Half of U.S. states require utilities to achieve energy savings targets through their customer energy efficiency programs, but new research finds that most fail to ensure that low-income and underserved households benefit from the programs.
Only three states have targets for energy savings among low-income or historically marginalized households, according to a report from the American Council for an Energy-Efficient Economy (ACEEE).
Twenty-five states and Washington, DC, have energy savings targets for utilities—known as energy efficiency resource standards (EERS)—and 13 of those require some level of investment in underserved populations, such as low-income customers or communities of color. But only Pennsylvania, Massachusetts and DC have energy savings targets for low-income households.
The report calls on state legislatures (or public utility commissions where applicable) to center equity in their EERS policies. States can begin by requiring utilities to devote significant funding toward incentives for home efficiency improvements for low-income households. To reach those who would benefit most from reduced energy bills, states should also set targets to reduce energy burdens across diverse populations.
Massachusetts is a leader in tracking equity metrics, the report finds. The state requires utility efficiency programs to report their spending in environmental justice communities and among renters, households with limited English language proficiency, and minority- and woman-owned small businesses. Also of note, Pennsylvania requires that low-income customers account for at least 6% of utility efficiency programs’ total energy savings.
Seven states include equitable workforce development and procurement practices in their utility efficiency programs. The report calls for states to provide job training for groups that have typically been underrepresented in the clean energy sector. One state leading in this area is Illinois, which provides grants and loans to woman- and minority-owned businesses in the renewable energy and energy efficiency sectors. Illinois has also established job transition programs for displaced fossil fuel workers to ensure they are included in the clean energy transition.

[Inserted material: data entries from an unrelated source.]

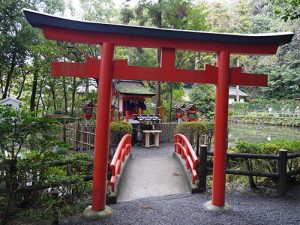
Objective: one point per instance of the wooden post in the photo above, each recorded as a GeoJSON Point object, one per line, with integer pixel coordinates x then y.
{"type": "Point", "coordinates": [76, 137]}
{"type": "Point", "coordinates": [197, 143]}
{"type": "Point", "coordinates": [102, 128]}
{"type": "Point", "coordinates": [202, 167]}
{"type": "Point", "coordinates": [282, 173]}
{"type": "Point", "coordinates": [221, 125]}
{"type": "Point", "coordinates": [64, 131]}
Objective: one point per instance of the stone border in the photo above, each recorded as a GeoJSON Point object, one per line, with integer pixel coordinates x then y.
{"type": "Point", "coordinates": [187, 174]}
{"type": "Point", "coordinates": [112, 197]}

Utility regulators traditionally have not sought input from disadvantaged communities, contributing to racial and economic inequities. To achieve equitable outcomes, the report recommends that states go beyond merely soliciting feedback from disinvested communities and instead set aside decision-making seats for representatives of those communities when designing and implementing energy programs.

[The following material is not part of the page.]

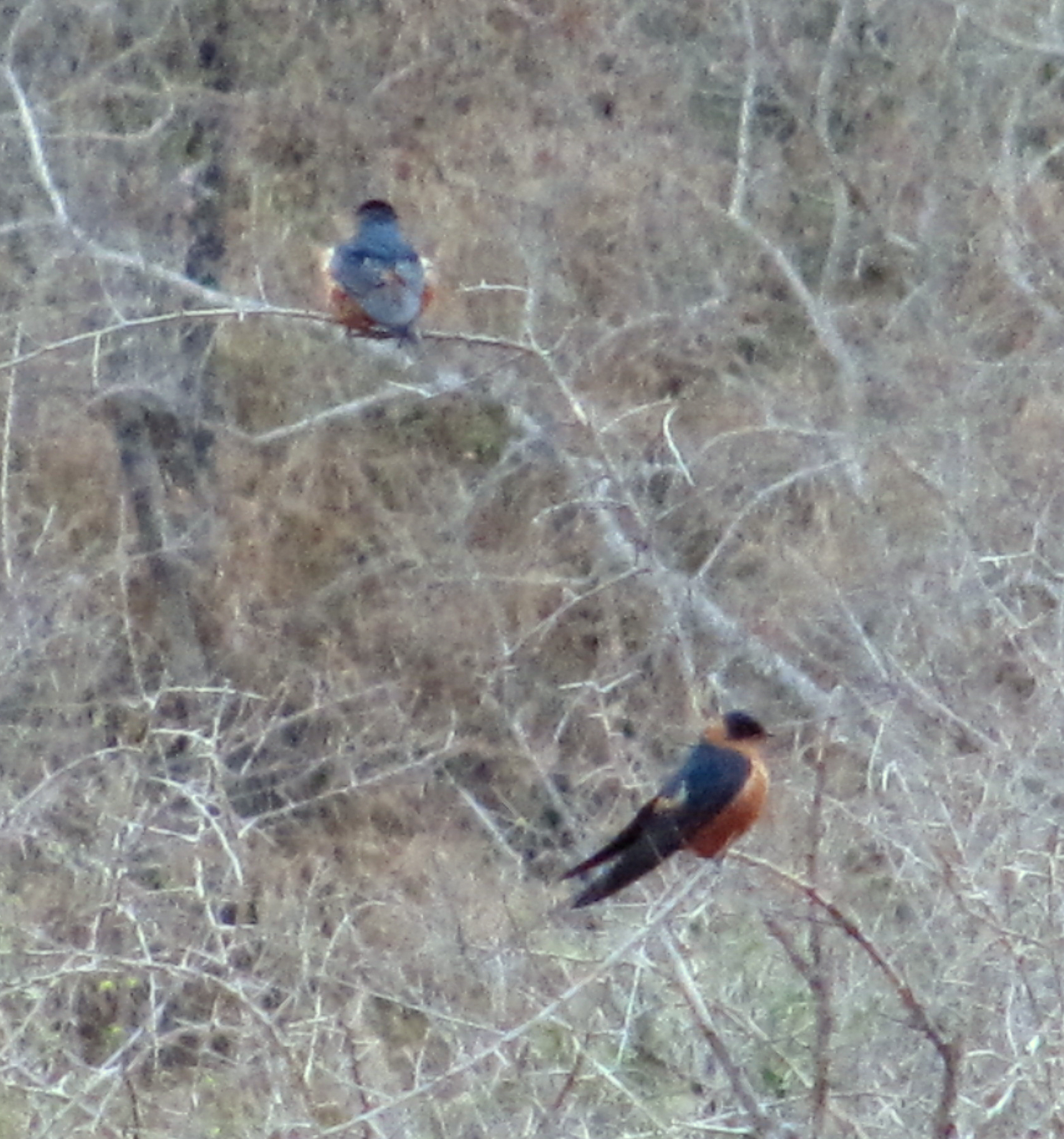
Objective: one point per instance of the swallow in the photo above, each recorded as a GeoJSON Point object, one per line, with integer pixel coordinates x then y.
{"type": "Point", "coordinates": [714, 797]}
{"type": "Point", "coordinates": [377, 283]}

The report also recommends funding to address barriers that prevent participation in efficiency programs, such as the need for “pre-weatherization” repairs necessary to prepare homes for energy efficiency improvements. These include roof repairs, mold remediation, sump pump installation, and addressing electrical or structural issues. In Illinois, the utilities Ameren and ComEd are required to invest at least 15% of their low-income efficiency budget on pre-weatherization work. These measures can also improve indoor air quality and reduce the incidence of asthma attacks and other ailments.
To develop the report, ACEEE reviewed legislation and public utility commission orders establishing energy efficiency savings targets in each of the 26 jurisdictions with EERS policies that had been implemented by the first half of 2022. More recent developments, such as Maryland’s energy savings targets for low-income housing, were not included in the report. ACEEE also surveyed commissions to understand how programs are designed and implemented. Officials in 22 states and DC provided insights into their EERS equity efforts.